Non pas que le fait de voir un homme dans des situations de "sexisme ordinaire" m'ait vraiment perturbée, homme ou femme au fond peut importe la victime à mes yeux, mais j'hésitais sans cesse entre crier au génie ou aux idées reçues les plus faciles et répandues.
En fait, je crois que j'aurais préféré que le propos du court-métrage se limite uniquement au harcèlement de rue. Parce que hormis quelques passages largement exagérés, la première partie n'est vraiment pas mauvaise. Le meilleur résidant pour moi dans les petits gestes, les détails. Comme lorsque le protagoniste déboutonne sa chemise dans une volonté d'affirmation de soi, ou encore la scène de la crèche. Même elle m'a fait sourire, je trouvais que les choses étaient traitées avec légèreté, sans s'appesantir, et c'était le ton qu'il convenait d'adopter.

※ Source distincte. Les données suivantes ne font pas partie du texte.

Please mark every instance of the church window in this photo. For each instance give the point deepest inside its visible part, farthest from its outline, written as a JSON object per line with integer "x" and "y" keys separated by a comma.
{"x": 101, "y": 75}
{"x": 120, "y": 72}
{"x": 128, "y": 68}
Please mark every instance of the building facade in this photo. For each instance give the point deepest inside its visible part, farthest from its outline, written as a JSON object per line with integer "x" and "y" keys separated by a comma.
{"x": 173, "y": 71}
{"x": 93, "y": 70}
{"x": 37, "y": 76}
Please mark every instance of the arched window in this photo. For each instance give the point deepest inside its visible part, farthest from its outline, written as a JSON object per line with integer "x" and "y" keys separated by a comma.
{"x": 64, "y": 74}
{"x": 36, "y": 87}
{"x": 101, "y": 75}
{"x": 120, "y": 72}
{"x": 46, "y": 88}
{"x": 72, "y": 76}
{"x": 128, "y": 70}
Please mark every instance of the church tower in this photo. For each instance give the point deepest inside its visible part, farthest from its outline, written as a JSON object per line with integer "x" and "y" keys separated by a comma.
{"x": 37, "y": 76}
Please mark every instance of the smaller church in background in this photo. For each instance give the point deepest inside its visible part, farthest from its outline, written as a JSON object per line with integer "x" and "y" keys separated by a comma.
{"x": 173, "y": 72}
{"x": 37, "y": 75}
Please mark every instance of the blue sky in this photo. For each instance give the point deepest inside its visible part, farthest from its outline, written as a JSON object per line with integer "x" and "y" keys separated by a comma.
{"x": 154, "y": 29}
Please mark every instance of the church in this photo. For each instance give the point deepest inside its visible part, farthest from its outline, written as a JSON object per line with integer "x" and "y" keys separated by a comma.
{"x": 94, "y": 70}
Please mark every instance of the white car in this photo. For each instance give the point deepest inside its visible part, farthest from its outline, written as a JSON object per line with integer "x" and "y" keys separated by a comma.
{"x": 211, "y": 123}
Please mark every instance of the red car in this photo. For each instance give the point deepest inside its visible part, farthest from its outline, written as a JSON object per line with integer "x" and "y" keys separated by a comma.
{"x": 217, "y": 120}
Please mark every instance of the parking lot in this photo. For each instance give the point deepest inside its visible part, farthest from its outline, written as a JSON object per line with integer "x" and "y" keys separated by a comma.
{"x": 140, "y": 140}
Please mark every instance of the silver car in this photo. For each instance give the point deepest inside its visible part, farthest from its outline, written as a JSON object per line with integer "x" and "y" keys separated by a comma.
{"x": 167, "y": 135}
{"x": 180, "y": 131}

Mais là où le film prend une tournure radicalement différente, c'est lors du passage où le protagoniste se fait agresser dans la rue par la bande de jeunes femmes qui iront jusqu'à le violer. Je n'ai plus du tout adhéré, et ce pour trois raisons.
Tout d'abord, cette violence exacerbée. Non, cela ne fait définitivement pas partie de la "journée ordinaire" d'une femme de se faire violer à chaque coin de rue juste sous prétexte qu'elle porte un "bermuda un peu trop court". Cette idée va, paradoxalement, à l'encontre du message féministe que revendique le film, et c'est tellement facile. Cela encourage la paranoïa actuelle, cette montée en puissance de la Peur, qui voudrait que les femmes appréhendent de mettre le nez dehors seule, d'autant plus lors qu'elles portent une tenue légère. Et enfin, je trouve que même dans son écriture, la scène n'est pas cohérente. J'imagine très mal une femme réagir par la défensive dans une situation où elle se trouve agressée par quatre hommes, seule, dans une ruelle déserte. Ça, ce serait peut être la réaction d'un homme interpellé par quatre femmes. Mais dans la vie, poussée par un sentiment de vulnérabilité et d'impuissance, je vois plutôt une femme faire profil bas et poursuivre sa route.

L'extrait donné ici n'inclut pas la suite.